Kate Nash; merely her name seems to be a loaded term. On the one hand, she could be loved for her kitchen sink wit, her give-zero-fucks public persona and her commitment to individualism in the acoustic-singer-songwriter market. On the other hand, she could be seen as the apotheosis of the thankfully burst commercial indie-pop bubble, a snotty approach to the press and public, plus her idiosyncratic, inflammatory rhyming of “bitter”.
In any case, Nash is soon to be back on the music scene with new album, ‘Girl Talk’. It follows on from 2010’s ‘My Best Friend Is You’, a more experimental but less successful effort than her debut, ‘Made Of Bricks’. On her previous effort, ‘Kiss That Grrrl’ points the direction that Nash takes this time around: all things 90s.
With the 1990s having a moment in our culture (example), Nash has seized much of the superficiality of the time within her lyrical ideas and song styles, but has grasped little of the essence and context it was in.
Take opener ‘Part Heart’, a slow, sexy intro, somewhat comparable to the rehashed 60s-fandom that Lana Del Rey purveys, it gradually builds up into a driving, Hole-like number, with Nash‘s voice growing ever more spiteful.

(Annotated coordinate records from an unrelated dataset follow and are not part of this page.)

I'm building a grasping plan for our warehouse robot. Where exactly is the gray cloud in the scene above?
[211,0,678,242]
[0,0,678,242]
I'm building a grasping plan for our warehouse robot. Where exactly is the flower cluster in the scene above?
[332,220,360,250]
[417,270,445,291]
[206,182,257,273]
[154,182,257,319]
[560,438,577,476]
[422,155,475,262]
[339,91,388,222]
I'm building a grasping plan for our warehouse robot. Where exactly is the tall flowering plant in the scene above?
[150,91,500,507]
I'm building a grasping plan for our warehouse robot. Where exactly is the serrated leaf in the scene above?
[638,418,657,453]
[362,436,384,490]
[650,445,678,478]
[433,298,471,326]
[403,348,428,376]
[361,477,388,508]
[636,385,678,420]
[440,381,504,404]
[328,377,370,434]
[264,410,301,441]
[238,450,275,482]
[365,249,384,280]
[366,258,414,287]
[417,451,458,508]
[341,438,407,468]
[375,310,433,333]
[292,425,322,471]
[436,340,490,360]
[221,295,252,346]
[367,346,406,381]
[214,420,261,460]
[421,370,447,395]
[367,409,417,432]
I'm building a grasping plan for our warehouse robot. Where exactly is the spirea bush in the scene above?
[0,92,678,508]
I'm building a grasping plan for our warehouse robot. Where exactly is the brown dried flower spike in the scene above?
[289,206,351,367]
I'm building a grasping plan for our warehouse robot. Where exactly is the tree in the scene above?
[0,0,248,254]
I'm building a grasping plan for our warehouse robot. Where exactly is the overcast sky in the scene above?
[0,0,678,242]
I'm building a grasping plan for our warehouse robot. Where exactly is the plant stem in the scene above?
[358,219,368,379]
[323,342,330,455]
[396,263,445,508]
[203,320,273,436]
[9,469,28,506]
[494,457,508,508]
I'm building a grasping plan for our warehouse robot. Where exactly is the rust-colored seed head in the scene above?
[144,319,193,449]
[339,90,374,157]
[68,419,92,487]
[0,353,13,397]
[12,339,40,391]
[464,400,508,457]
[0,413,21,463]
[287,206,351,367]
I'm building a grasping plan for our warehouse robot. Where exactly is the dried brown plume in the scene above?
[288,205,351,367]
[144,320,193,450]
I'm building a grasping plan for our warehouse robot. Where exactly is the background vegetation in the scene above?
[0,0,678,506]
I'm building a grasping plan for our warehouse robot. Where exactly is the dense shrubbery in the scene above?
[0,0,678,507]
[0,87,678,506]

However, despite sounding like the 90s, it doesn’t do anything to make it new in 2013, unlike Basement‘s latest grunge opus. Furthermore, the lyrics are beyond banal; “And it doesn’t matter / How much I hurt myself / I still feel the same”. It’s hardly the political awareness of Bratmobile or the bratty enthusiasm of Yeastie Girlz.
Indeed, over the album, Nash follows the formula of her first song, with the most basic of variations. Take the jumpy bass and The Cure-like guitarwork of ‘Are You There Sweetheart?’, the acoustic strumming and crowd vocals of ‘You’re So Cool, I’m So Freaky’ and the Dinosaur Jr. drive of ‘Fri-End?’. On other tunes, she throws the experimental boat at and goes for all out theft; this can be seen in the treble-drenched embarrassment of ‘Rap For Rejection’ and the Imogen Heap-isms of ‘Lullaby For An Insomniac’.

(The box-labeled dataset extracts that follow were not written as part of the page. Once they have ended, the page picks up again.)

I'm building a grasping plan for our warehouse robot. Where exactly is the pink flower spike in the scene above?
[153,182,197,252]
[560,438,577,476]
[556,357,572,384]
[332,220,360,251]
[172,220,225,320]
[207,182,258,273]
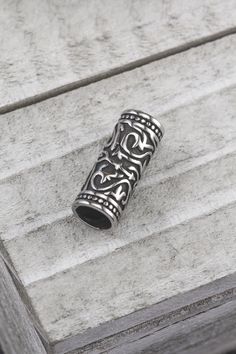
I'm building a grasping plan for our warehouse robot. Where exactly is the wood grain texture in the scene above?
[0,31,236,353]
[0,0,236,110]
[0,257,46,354]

Troughout the album, it becomes apparent that despite being the double-threat of a singer-songwriter, she really lacks anything to say lyrically. Perhaps you could put it down to her aping of the dejected, cynical 90s, or you could see it as a connecting theme of all her past records. Where once it was “stop being a dickhead”, now we hear a chorus where “feel” is rhymed with “feel” and “real” is rhymed with “real”.
Instrumentally, the album also falls flat. It merely sounds like the rehashing of influences as opposed to trying to better the acoustic-singer niche Nash spent awhile carving. Take a song like ‘3AM’; the simplistic string-skipping sounds like something Marr would’ve shat out on a bad day for Modest Mouse. Then there are the nursery-toy samples and spaced out drums on ‘Labyrinth’ and the droning guitars of ‘Cherry Pickin’.
It seems on ‘Girl Talk’ that in lieu of further introspection, Nash has gone for a persona of a moment in time. Despite this being a period of genuinely rebellious music, Nash fails to infuriate, inspire or ignite; instead, she just bores. For all of the exploration of the past, the music of Kate Nash in 2013 still isn’t up to scratch.